2012 · Nie et al. — Hydrogenase: the next antibiotic target?
Super-Abstract
Bacteria produce hydrogen gas (H₂) via enzymes called hydrogenases — and this review proposes that these enzymes, by generating H₂ which neutralizes bactericidal hydroxyl radicals, may actually help bacteria survive antibiotic treatment and evade immune defenses. If correct, inhibiting bacterial hydrogenases could become a new strategy for antibiotics. This is a review article that synthesizes existing knowledge and presents a speculative hypothesis — no new experiments are conducted.
Commentary
This review takes an interesting and counterintuitive perspective: while most H₂ biology research focuses on H₂ as beneficial to humans (as an antioxidant), this paper asks whether H₂ produced by bacteria helps those bacteria survive. The logic is mechanistically sound: bactericidal antibiotics and immune phagocytes both generate hydroxyl radicals (•OH) to kill bacteria, and if bacterial hydrogenases produce enough H₂ to neutralize these •OH radicals, bacteria gain a survival advantage. The authors argue this could contribute to antibiotic resistance and virulence. This is a hypothesis review, not an experimental proof. The speculation is scientifically interesting but requires experimental validation. Notably, this mechanism — if real — would not diminish the human health benefits of H₂ therapy, since the contexts (bacterial intracellular H₂ vs. exogenous H₂ supplementation in humans) are quite different.
Key quotes
- „H2 is a potent antioxidant and can selectively neutralize OH• (hydroxyl radicals).“ — the established H₂ mechanism that underpins the hypothesis
- „OH•, however, has been implicated as one of the mechanisms whereby bactericidal antibiotics and professional phagocytes kill bacteria.“ — the key link: hydroxyl radicals are the bacteria-killing weapon
- „we have enough reason to speculate that hydrogenases and H2 are conducive to increasing the virulence and antibiotic resistance of bacteria, and hydrogenase inhibitors would help control bacterial infection.“ — the core hypothesis — explicitly presented as speculation by the authors
Our assessment
This is a review paper presenting a speculative hypothesis — no new experimental data are generated.

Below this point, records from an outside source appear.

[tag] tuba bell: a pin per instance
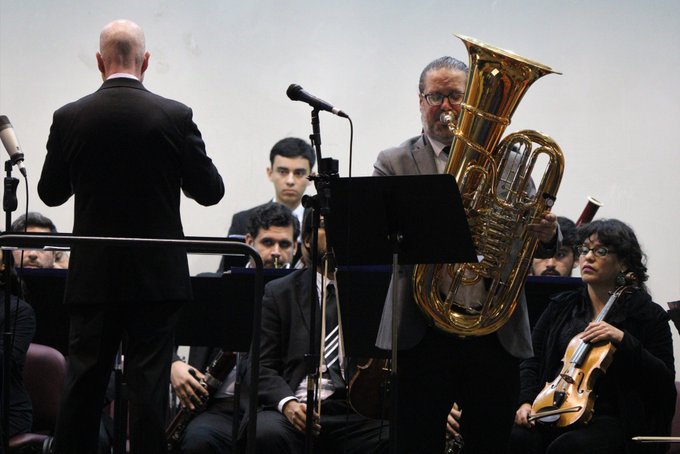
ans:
(498, 193)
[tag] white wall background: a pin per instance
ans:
(614, 111)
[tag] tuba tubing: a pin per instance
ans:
(499, 197)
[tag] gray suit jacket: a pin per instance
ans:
(416, 157)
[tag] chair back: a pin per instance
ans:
(44, 375)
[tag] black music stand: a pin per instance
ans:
(398, 220)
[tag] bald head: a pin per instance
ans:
(122, 48)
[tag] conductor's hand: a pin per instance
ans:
(522, 416)
(186, 384)
(452, 421)
(546, 229)
(601, 332)
(296, 413)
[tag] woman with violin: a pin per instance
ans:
(617, 378)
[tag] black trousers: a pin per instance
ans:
(211, 432)
(476, 372)
(342, 432)
(95, 335)
(604, 434)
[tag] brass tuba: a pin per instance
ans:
(499, 196)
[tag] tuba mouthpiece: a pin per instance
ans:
(448, 118)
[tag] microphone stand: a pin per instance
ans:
(328, 169)
(10, 204)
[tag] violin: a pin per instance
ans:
(569, 398)
(368, 389)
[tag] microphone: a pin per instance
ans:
(297, 93)
(11, 144)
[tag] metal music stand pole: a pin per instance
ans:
(9, 204)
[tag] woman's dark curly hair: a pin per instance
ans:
(618, 236)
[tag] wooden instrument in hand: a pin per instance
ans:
(214, 375)
(569, 398)
(368, 389)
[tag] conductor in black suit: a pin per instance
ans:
(125, 154)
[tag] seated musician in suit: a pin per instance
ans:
(22, 326)
(291, 161)
(636, 394)
(272, 230)
(285, 342)
(37, 258)
(564, 261)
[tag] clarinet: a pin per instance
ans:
(214, 376)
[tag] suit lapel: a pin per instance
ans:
(302, 298)
(423, 155)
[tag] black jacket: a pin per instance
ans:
(642, 370)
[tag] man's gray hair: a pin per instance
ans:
(442, 62)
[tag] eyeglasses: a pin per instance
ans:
(436, 99)
(600, 252)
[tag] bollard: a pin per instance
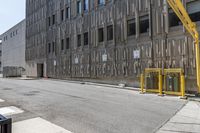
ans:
(142, 83)
(160, 84)
(182, 86)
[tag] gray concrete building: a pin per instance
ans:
(13, 50)
(110, 40)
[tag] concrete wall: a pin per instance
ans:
(161, 46)
(13, 46)
(35, 36)
(1, 57)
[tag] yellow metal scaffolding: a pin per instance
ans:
(181, 12)
(180, 82)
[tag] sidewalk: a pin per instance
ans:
(187, 120)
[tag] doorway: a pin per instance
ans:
(40, 70)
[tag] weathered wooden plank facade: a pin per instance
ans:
(109, 39)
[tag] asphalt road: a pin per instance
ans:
(88, 108)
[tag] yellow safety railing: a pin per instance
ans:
(170, 88)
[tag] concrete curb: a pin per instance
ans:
(97, 84)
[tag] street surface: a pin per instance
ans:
(82, 108)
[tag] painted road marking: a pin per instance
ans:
(7, 111)
(37, 125)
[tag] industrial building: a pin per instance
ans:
(109, 40)
(13, 50)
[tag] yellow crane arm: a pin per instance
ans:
(181, 12)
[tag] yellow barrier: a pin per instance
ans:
(176, 82)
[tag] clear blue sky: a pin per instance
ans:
(11, 12)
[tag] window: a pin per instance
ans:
(67, 43)
(67, 12)
(173, 19)
(79, 40)
(54, 19)
(86, 5)
(53, 49)
(144, 24)
(110, 32)
(100, 35)
(194, 10)
(62, 44)
(131, 29)
(49, 47)
(78, 7)
(49, 20)
(101, 2)
(86, 38)
(62, 15)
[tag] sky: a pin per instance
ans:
(11, 13)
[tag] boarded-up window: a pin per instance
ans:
(131, 29)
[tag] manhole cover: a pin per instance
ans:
(31, 93)
(7, 89)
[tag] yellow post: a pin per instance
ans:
(160, 85)
(182, 86)
(142, 83)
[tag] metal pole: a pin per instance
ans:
(142, 83)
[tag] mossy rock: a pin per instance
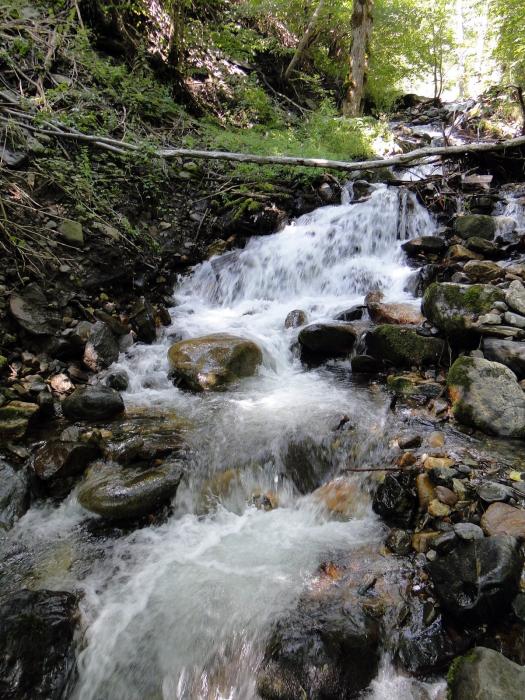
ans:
(401, 346)
(479, 225)
(486, 395)
(212, 362)
(455, 308)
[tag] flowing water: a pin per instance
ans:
(182, 610)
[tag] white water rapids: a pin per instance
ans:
(181, 611)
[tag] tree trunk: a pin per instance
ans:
(306, 40)
(361, 31)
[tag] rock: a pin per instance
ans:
(395, 500)
(483, 271)
(455, 308)
(118, 380)
(72, 231)
(491, 491)
(15, 418)
(507, 352)
(354, 313)
(458, 253)
(468, 531)
(426, 245)
(328, 339)
(122, 493)
(295, 319)
(401, 314)
(486, 395)
(212, 362)
(325, 649)
(58, 459)
(502, 519)
(32, 311)
(401, 346)
(515, 297)
(37, 651)
(14, 495)
(479, 225)
(101, 349)
(143, 319)
(93, 403)
(485, 674)
(478, 579)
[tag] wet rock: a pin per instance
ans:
(37, 653)
(31, 309)
(400, 314)
(59, 459)
(14, 496)
(401, 346)
(492, 491)
(515, 297)
(426, 245)
(480, 225)
(354, 313)
(295, 319)
(365, 364)
(93, 403)
(328, 339)
(122, 493)
(118, 380)
(143, 319)
(212, 362)
(15, 418)
(508, 352)
(478, 579)
(455, 308)
(395, 500)
(486, 395)
(485, 674)
(325, 650)
(503, 519)
(483, 271)
(101, 349)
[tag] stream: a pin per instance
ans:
(183, 609)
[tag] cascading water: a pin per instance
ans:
(183, 610)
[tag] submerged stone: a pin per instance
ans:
(212, 362)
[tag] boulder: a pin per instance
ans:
(14, 495)
(503, 519)
(59, 459)
(426, 245)
(326, 649)
(455, 308)
(122, 493)
(101, 348)
(334, 339)
(15, 418)
(93, 403)
(37, 651)
(478, 580)
(395, 500)
(507, 352)
(515, 297)
(485, 674)
(212, 362)
(295, 319)
(479, 225)
(400, 314)
(486, 395)
(483, 271)
(31, 309)
(402, 346)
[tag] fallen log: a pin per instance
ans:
(400, 160)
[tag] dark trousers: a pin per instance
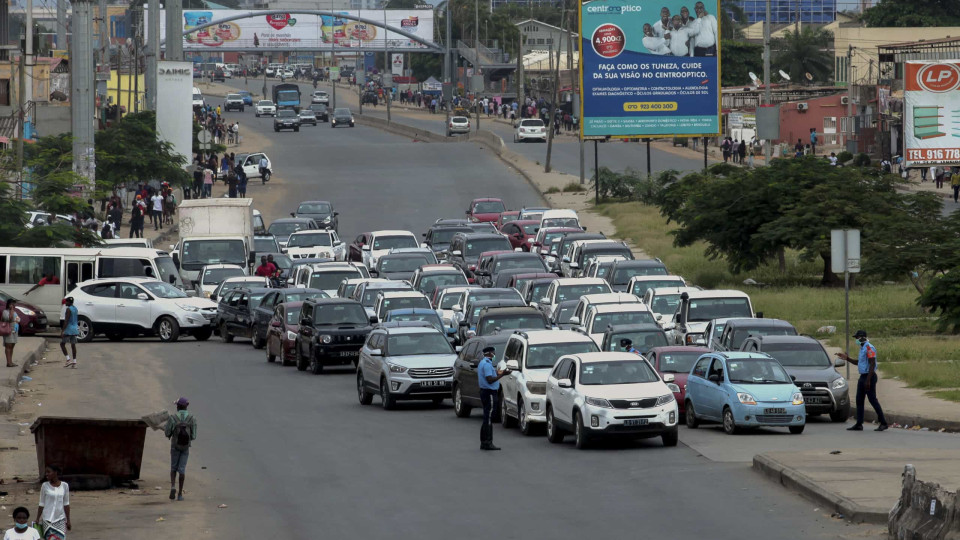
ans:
(871, 395)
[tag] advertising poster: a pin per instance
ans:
(650, 69)
(931, 113)
(283, 30)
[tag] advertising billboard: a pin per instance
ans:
(931, 113)
(649, 69)
(299, 31)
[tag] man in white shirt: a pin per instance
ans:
(705, 43)
(654, 44)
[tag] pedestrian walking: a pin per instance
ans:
(69, 331)
(54, 511)
(9, 326)
(181, 429)
(21, 526)
(489, 379)
(867, 383)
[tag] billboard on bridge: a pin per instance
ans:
(298, 31)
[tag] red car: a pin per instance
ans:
(676, 361)
(521, 233)
(282, 333)
(486, 209)
(32, 319)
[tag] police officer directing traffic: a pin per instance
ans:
(489, 379)
(867, 384)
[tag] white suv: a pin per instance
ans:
(129, 307)
(530, 356)
(609, 394)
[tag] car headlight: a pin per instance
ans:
(664, 399)
(599, 402)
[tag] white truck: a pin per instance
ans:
(213, 231)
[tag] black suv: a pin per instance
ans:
(332, 332)
(235, 312)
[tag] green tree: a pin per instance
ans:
(804, 52)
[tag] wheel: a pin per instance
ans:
(580, 432)
(670, 438)
(168, 329)
(386, 400)
(691, 417)
(364, 396)
(461, 409)
(225, 334)
(729, 424)
(84, 330)
(505, 420)
(554, 433)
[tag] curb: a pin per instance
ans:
(799, 482)
(8, 387)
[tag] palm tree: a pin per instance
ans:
(804, 52)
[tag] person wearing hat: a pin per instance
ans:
(181, 429)
(867, 383)
(489, 380)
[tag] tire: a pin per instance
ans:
(505, 420)
(580, 432)
(729, 423)
(671, 437)
(387, 401)
(692, 421)
(168, 329)
(363, 395)
(461, 409)
(85, 330)
(554, 433)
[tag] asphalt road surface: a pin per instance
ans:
(294, 455)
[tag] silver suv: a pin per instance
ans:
(409, 360)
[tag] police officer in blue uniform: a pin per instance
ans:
(489, 379)
(867, 383)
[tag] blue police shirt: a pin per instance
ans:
(485, 369)
(867, 352)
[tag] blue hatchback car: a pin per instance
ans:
(743, 390)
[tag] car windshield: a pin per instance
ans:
(546, 355)
(488, 207)
(617, 372)
(163, 290)
(404, 263)
(601, 321)
(798, 354)
(418, 343)
(572, 292)
(757, 371)
(213, 276)
(707, 309)
(310, 239)
(678, 362)
(340, 314)
(643, 340)
(473, 248)
(330, 280)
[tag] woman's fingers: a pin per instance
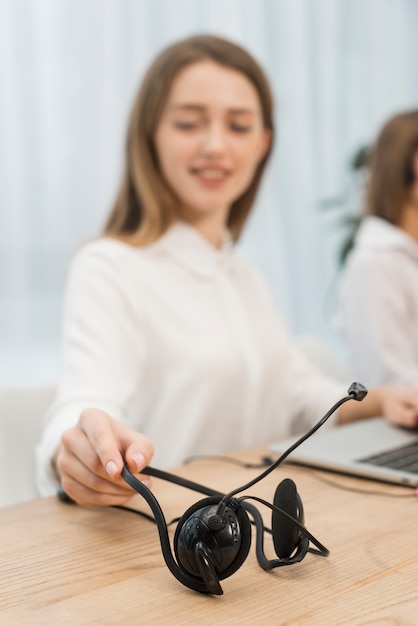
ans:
(91, 458)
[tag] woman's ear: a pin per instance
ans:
(266, 142)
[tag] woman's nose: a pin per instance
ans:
(215, 139)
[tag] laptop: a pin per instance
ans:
(370, 448)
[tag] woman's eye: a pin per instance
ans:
(186, 125)
(240, 128)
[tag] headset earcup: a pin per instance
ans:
(285, 534)
(229, 546)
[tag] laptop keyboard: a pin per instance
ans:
(404, 458)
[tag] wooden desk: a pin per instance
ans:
(67, 565)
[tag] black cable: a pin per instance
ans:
(298, 442)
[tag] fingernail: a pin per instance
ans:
(111, 469)
(139, 460)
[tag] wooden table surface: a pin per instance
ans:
(63, 564)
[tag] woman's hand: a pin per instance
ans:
(91, 456)
(400, 405)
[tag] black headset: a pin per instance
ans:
(213, 537)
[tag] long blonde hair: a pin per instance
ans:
(145, 206)
(391, 167)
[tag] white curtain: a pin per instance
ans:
(68, 73)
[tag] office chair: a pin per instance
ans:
(22, 408)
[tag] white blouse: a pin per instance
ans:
(182, 342)
(378, 305)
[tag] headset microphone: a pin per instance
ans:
(213, 537)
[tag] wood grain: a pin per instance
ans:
(62, 564)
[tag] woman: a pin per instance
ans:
(378, 306)
(166, 331)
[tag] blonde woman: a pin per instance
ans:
(170, 337)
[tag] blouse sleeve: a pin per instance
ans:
(102, 350)
(377, 321)
(296, 390)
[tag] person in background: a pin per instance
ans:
(378, 299)
(171, 340)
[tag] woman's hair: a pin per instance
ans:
(145, 206)
(391, 167)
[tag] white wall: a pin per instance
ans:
(68, 72)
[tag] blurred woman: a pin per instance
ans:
(378, 304)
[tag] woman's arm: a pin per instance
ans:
(399, 405)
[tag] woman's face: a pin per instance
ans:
(210, 140)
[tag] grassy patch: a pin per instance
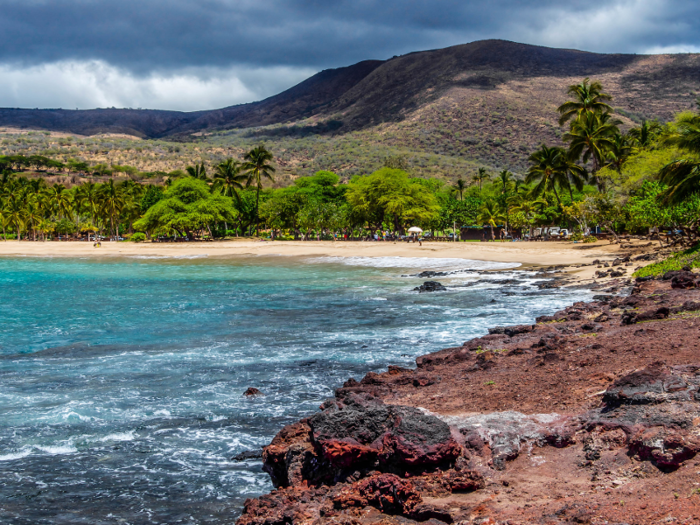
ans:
(689, 257)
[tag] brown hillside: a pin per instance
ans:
(488, 102)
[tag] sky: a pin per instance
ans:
(204, 54)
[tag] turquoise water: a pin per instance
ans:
(121, 381)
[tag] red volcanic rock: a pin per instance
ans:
(666, 448)
(389, 493)
(283, 458)
(384, 437)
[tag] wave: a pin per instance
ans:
(445, 263)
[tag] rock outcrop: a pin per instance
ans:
(591, 415)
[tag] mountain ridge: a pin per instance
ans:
(497, 77)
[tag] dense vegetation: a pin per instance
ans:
(646, 179)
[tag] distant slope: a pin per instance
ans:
(483, 89)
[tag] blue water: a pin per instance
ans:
(121, 381)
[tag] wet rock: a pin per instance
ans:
(430, 286)
(647, 386)
(252, 392)
(382, 436)
(246, 455)
(683, 280)
(428, 274)
(284, 458)
(648, 315)
(390, 494)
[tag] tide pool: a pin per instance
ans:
(121, 381)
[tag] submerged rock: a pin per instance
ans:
(252, 392)
(430, 286)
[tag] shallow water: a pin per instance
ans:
(121, 380)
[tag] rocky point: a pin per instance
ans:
(591, 415)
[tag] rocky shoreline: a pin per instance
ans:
(591, 415)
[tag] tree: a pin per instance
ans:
(683, 175)
(228, 178)
(152, 195)
(490, 214)
(187, 207)
(591, 136)
(389, 194)
(87, 199)
(460, 186)
(548, 169)
(112, 201)
(61, 200)
(258, 168)
(480, 176)
(618, 152)
(645, 135)
(587, 98)
(198, 171)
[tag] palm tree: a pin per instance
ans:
(3, 220)
(587, 98)
(683, 175)
(61, 200)
(15, 212)
(33, 214)
(111, 202)
(257, 169)
(548, 169)
(489, 214)
(87, 197)
(229, 177)
(460, 186)
(198, 171)
(480, 176)
(505, 178)
(590, 137)
(529, 208)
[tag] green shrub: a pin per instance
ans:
(676, 261)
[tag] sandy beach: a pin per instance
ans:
(527, 254)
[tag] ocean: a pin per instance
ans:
(121, 380)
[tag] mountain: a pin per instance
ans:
(480, 100)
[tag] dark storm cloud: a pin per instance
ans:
(147, 35)
(177, 54)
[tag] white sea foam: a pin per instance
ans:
(15, 455)
(417, 262)
(57, 449)
(119, 436)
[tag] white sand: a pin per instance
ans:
(526, 253)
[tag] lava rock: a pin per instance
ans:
(248, 454)
(430, 286)
(252, 392)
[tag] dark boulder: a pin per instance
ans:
(252, 392)
(384, 437)
(642, 387)
(430, 286)
(683, 280)
(246, 455)
(648, 315)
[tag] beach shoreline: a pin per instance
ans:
(527, 254)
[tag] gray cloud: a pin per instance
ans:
(175, 53)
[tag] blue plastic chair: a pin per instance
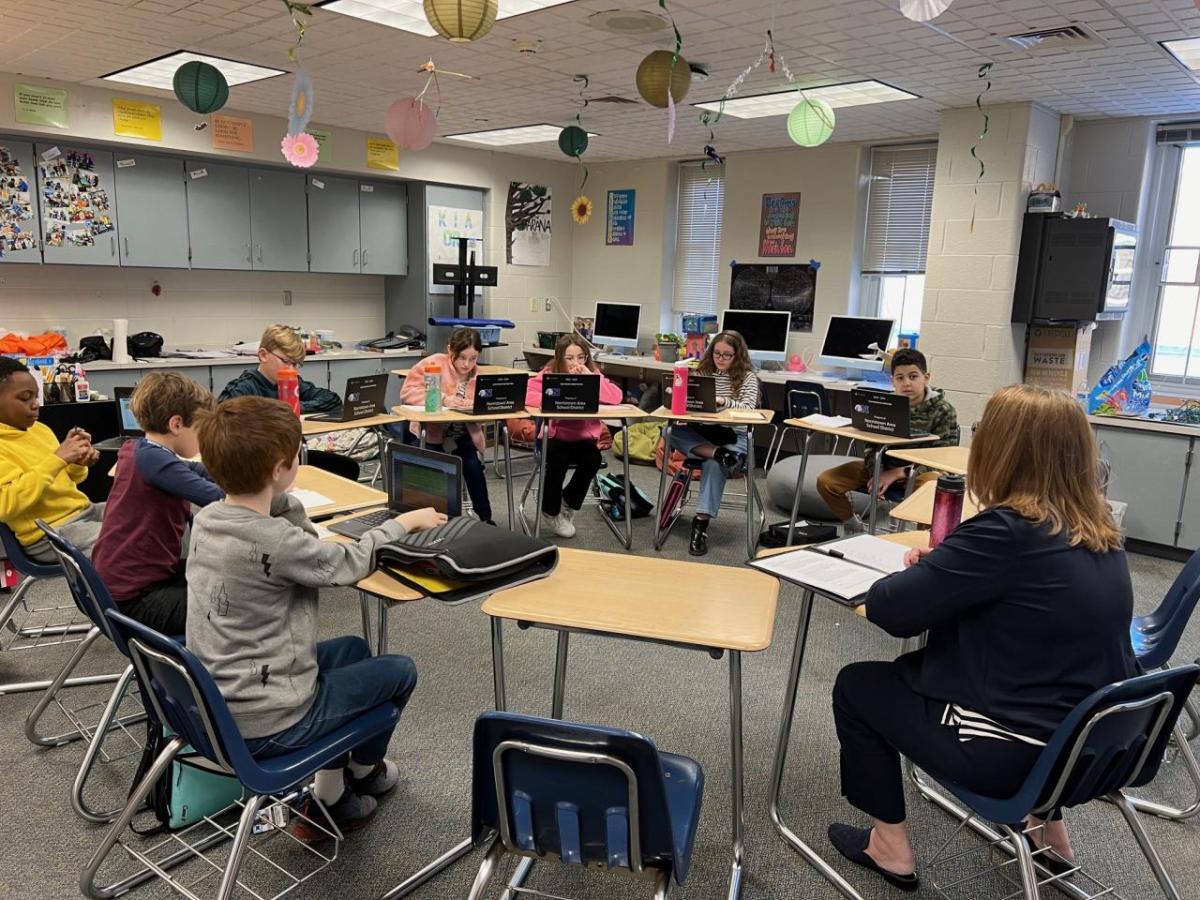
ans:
(184, 697)
(1111, 741)
(585, 795)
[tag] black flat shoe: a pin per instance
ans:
(851, 843)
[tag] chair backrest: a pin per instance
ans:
(1113, 739)
(585, 793)
(21, 559)
(1157, 635)
(85, 585)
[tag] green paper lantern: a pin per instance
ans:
(810, 123)
(573, 141)
(201, 88)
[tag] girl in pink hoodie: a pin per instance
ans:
(571, 441)
(459, 367)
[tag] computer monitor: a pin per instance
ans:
(616, 324)
(765, 330)
(849, 341)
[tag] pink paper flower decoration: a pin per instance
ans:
(300, 149)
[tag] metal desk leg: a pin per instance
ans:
(785, 735)
(799, 489)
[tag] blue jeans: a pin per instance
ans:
(349, 682)
(712, 479)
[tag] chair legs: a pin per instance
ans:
(1147, 849)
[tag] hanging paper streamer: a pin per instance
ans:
(984, 70)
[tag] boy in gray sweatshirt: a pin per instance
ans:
(253, 573)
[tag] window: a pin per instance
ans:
(699, 238)
(899, 201)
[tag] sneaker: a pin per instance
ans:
(376, 783)
(349, 814)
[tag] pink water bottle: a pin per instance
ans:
(947, 508)
(679, 389)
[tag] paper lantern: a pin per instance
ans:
(654, 73)
(461, 21)
(411, 124)
(201, 88)
(573, 141)
(810, 123)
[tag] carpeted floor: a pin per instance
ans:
(678, 697)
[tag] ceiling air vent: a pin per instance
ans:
(1066, 37)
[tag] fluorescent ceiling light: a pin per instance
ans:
(855, 94)
(409, 15)
(161, 72)
(1186, 51)
(507, 137)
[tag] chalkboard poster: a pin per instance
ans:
(787, 287)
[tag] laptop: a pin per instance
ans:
(570, 394)
(364, 397)
(415, 479)
(701, 393)
(499, 394)
(126, 423)
(882, 413)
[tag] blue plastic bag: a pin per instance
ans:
(1125, 389)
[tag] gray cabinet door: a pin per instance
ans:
(383, 220)
(277, 221)
(217, 215)
(78, 210)
(21, 221)
(151, 201)
(1147, 473)
(334, 225)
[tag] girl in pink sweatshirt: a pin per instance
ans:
(571, 441)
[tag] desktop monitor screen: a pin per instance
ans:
(766, 331)
(616, 324)
(849, 339)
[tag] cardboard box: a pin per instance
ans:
(1057, 357)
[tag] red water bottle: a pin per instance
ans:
(288, 384)
(947, 508)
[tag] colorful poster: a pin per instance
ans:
(17, 231)
(34, 105)
(619, 231)
(136, 119)
(445, 226)
(382, 154)
(233, 133)
(780, 217)
(75, 203)
(527, 225)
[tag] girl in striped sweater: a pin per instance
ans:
(721, 448)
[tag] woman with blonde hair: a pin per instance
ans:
(1027, 607)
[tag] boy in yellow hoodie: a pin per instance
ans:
(39, 475)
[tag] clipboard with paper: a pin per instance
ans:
(843, 570)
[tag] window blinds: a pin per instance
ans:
(699, 238)
(899, 201)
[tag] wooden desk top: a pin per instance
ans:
(372, 421)
(918, 507)
(867, 437)
(724, 418)
(943, 459)
(693, 604)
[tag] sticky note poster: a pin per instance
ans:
(17, 231)
(135, 119)
(75, 202)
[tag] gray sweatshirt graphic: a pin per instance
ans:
(252, 585)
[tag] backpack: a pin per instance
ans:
(612, 498)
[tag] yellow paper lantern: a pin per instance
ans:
(654, 73)
(461, 21)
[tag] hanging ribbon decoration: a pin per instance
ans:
(984, 70)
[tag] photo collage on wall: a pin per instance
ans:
(75, 204)
(17, 231)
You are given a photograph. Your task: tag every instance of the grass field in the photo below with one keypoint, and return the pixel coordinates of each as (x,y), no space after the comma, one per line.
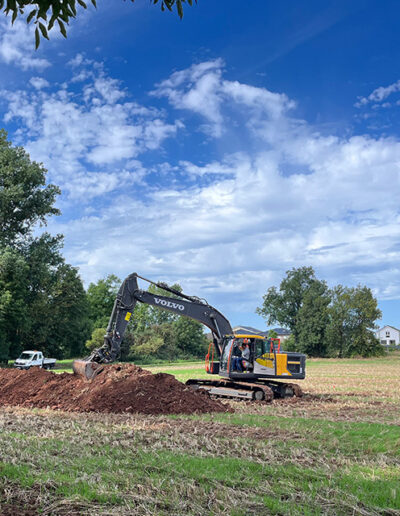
(336,451)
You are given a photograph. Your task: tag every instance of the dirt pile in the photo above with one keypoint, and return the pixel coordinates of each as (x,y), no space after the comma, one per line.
(118,388)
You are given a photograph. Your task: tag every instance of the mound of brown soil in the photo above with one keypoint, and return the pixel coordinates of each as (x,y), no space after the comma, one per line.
(118,388)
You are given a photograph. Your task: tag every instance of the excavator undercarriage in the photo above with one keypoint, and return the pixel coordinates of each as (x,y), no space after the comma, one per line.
(251,391)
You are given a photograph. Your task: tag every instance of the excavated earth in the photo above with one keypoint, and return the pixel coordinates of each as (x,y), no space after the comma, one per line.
(118,388)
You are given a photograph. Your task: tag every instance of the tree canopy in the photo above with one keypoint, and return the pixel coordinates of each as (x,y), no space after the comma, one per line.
(324,322)
(47,13)
(42,300)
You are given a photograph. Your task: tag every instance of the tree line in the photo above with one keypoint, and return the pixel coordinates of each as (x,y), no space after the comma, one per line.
(324,322)
(44,305)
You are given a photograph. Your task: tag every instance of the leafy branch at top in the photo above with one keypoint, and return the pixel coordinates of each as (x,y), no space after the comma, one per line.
(46,13)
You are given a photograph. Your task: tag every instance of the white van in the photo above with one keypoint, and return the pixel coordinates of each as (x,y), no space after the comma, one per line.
(30,359)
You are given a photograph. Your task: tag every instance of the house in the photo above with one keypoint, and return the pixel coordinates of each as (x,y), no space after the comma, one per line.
(388,336)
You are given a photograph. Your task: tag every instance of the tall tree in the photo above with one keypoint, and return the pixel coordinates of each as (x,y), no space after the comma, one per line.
(312,320)
(41,297)
(25,199)
(352,317)
(190,338)
(101,297)
(295,301)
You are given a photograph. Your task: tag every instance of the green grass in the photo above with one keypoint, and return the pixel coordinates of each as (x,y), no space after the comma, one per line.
(331,453)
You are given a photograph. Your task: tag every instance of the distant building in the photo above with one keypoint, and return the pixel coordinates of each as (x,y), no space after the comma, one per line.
(388,336)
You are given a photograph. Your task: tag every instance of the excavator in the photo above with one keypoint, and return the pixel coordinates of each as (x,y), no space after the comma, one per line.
(259,377)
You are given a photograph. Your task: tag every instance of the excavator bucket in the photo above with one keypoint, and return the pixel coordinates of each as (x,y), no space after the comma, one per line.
(86,369)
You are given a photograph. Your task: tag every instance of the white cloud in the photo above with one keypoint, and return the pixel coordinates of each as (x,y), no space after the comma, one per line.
(86,134)
(39,82)
(379,94)
(17,46)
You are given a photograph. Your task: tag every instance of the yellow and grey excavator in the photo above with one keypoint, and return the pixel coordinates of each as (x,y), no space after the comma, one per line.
(255,374)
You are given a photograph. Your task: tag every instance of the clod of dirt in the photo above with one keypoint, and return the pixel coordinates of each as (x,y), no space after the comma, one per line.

The idea that bacterial hydrogenases could be antibiotic targets is scientifically interesting and mechanistically plausible, but remains unproven. The authors appropriately use cautious language („we speculate"). This paper does not concern H₂ therapy for humans — it addresses a potential bacterial defense mechanism. The hypothesis would need experimental validation (e.g., hydrogenase knockout bacteria, animal infection models) before any clinical or therapeutic conclusions could be drawn.
Study design
- Type: narrative review / hypothesis paper · n: n/a (literature analysis, no experiments) · H₂ relevance: bacterial H₂ production by hydrogenases as a putative antibiotic-resistance mechanism
- Result: no experimental data; hypothesis that bacterial hydrogenases + H₂ neutralize bactericidal •OH radicals, thereby promoting antibiotic resistance and virulence; hydrogenase inhibition proposed as potential new antibiotic strategy
Abstract
The struggle to control infectious diseases has become increasingly difficult due to resistance to current antibiotics and the co-existence of multiplying and non-multiplying bacteria, which makes it an urgent task to discover new antibiotic targets and to develop new antibiotics. Hydrogenases are found in micro-organisms belonging to the archaea and bacteria domains, which can catalyse the reversible oxidation of hydrogen gas (H2↔2H⁺ +2e) and play pleiotropic roles in microbial survival. Studies have shown that H2 is a potent antioxidant and can selectively neutralize OH• (hydroxyl radicals). OH•, however, has been implicated as one of the mechanisms whereby bactericidal antibiotics and professional phagocytes kill bacteria. Thus we have enough reason to speculate that hydrogenases and H2 are conducive to increasing the virulence and antibiotic resistance of bacteria, and hydrogenase inhibitors would help control bacterial infection.